How much heat has gone into melting the Arctic Ice?

The climate change contrarians are making much of the fact that the upward trend in global surface temperatures has slowed or stopped since 1997.

Climatologists point out that 98% of heat applied to our planet goes into the sea, and the heating of the sea continues unabated. Unfortunately, this fact is just too difficult for most journalists to pass on.

I am interested in one aspect of where the heat goes, namely, the melting of Arctic Ice. Every skuledboy kno that the Arctic ice is melting.  If we apply gentle heat to a beaker of water containing a lump of ice, the water temperature will not increase until the ice has finished melting.

This shows the rate of melting, which has picked up over the period that the contrarians are so excited about.














So how much ice has melted?This figure shows the volume variation: (as ever, click on the image to enlarge it)

http://psc.apl.washington.edu/wordpress/research/projects/arctic-sea-ice-volume-anomaly/
The September mean volume for 1979-2012 stands at 12,000 cubic km of ice.
The September value for 2012 stands at 3,000 cubic km of ice.
Therefore we have lost 8,000 cubic km of ice, since about 1997 (see this figure).
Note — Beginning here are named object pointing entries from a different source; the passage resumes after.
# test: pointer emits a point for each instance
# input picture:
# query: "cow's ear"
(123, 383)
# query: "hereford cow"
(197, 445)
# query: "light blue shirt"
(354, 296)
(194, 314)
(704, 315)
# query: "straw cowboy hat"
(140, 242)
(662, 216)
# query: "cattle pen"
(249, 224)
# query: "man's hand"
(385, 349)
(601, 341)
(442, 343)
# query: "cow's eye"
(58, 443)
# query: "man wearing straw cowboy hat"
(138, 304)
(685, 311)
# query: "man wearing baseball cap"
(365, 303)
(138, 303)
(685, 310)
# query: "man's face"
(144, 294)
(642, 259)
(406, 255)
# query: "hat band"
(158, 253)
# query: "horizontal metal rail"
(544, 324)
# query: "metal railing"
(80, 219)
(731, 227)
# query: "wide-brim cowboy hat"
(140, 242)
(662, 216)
1 cubic kilometer of ice = 10 to power 15 grammes of ice

Now 80 calories of heat are required to melt 1 gramme of ice.

Therefore to melt 1 cubic km of ice we need 8 * 10 to power 16 (10^16) calories
To melt 8000 cubic km ice we need 6.4 * 10^20 calories

That is 2.7 * 10^21 Joules.
That is 2,700,000,000,000,000,000,000 Joules.

That is as far as I can take it at present. In the last 16 years, 10^21 joules have gone into melting the Arctic ice since 1997.

This is clearly a lot of heat, but I have no idea how significant it is compared to the earth's energy budget.

It is 2*10^8 Hiroshima bombs, (200,000,000) spread over 15 years, but how much surface warming would it represent, if, instead of going into melting ice, it went directly into heating the surface air?